La del amor, a todas claras, es incurable; la de la muerte, entonces, no tiene más remedio que conjugar en sinonimia con la de la vida, pues no hay peor muerte que vivir sin poder amar ni ser amado. Mantengo mi paso entre la luz –que ya no es luz–, en una fría noche –cada vez más noche– que me deja solo un estrecho camino en el que transitar. Una pequeña franja, una grieta a la deriva donde apenas puedo encajar mi cuerpo sin llevar a mis proporciones hasta lo absurdo.
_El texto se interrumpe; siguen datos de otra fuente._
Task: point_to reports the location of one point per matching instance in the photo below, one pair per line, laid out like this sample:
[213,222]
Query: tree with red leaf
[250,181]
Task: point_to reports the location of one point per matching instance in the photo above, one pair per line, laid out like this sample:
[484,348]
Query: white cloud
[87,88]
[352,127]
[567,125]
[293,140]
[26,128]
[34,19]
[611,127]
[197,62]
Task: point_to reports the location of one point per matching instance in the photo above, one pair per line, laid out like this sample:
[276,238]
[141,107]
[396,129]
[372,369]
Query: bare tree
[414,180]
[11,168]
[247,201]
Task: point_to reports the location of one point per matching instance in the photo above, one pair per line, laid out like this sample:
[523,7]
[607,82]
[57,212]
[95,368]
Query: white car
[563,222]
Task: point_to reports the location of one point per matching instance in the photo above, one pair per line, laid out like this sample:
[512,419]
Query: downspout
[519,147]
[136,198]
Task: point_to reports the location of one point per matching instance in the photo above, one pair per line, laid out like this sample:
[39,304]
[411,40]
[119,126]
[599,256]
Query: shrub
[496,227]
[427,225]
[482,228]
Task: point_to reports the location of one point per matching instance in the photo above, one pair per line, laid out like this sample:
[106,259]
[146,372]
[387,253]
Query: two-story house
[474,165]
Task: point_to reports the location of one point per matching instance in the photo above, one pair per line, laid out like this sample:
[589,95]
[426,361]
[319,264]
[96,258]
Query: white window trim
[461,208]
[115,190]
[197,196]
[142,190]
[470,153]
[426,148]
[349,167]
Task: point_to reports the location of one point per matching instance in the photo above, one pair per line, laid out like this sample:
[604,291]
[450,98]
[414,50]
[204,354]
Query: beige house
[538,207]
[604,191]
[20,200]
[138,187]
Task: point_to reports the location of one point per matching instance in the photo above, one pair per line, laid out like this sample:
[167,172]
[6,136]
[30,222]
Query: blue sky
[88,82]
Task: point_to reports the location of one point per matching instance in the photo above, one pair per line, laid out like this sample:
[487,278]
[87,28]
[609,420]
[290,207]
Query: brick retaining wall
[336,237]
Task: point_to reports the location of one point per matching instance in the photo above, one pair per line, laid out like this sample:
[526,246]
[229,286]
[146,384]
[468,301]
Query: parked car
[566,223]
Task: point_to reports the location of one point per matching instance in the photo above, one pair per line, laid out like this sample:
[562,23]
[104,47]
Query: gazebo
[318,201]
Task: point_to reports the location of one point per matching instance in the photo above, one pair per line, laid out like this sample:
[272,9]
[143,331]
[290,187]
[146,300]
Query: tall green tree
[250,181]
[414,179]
Al margen en los márgenes: aforo limitado.

[Soy la coma del vocativo, la tilde que nadie pone, una jodida diéresis social]

Con tres heridas vivo. Seguramente con alguna más en lo exponencial. Desfilando las cicatrices visibles –y las que no lo son–. Esa soga en el cuello en cuyos extremos dibujo a una tercera persona del singular. Mi voz se hace pequeña, casi muda ante sus acometidas. Su complexión cuasi ofídica constriñe cualquier posibilidad de alzar mi voz para pedir ayuda. Ella clava sus uñas nacadas en las hebras y extralimita a su ira hasta lo vulgar; él enrolla la cuerda en su puño hasta que su musculatura se comprime en una esbeltez digna de algún torso marmóreo helenístico. Entre gemidos y éxtasis, mi voz –que ya no es voz– suena como una nana, como un susurro que dice todo –y al que no le dejan decir nada–.

Soy lo herido, esa ofrenda de verdad armónica olvidada en el felpudo del Edén. Dibuja lo desconocido. ¿Eres capaz? No, supongo. Define lo indefinido. ¿Eres capaz? No, estoy casi seguro. ¿Qué color escoges para el papel con el que envuelves el regalo que llevas hasta los pies de los padres primigenios, de los mismísimos Adán y Eva? Creo que nadie lo sabe. Un bocado. Solo un diminuto bocado separa el orden del caos, el ethos del pathos, lo racional de lo irracional, mis heridas de vuestras heridas. Nací con (tres heridas2). Con (tres heridas2) vivo:

La del amor: que en un yo me amo escribe un déjame amar.

La de la muerte: que aun de trazo más grueso inclina su rodilla al ver al amor pasar.

Y la de la vida: que siendo la más efímera y en constante rebeldía, espera a una gloriosa luz –que ya no es luz– de una noche –que ya no es noche–, para prender en llamas –que no queman, pero arrasan– la sangre que brota de las heridas –que ya no sangran–.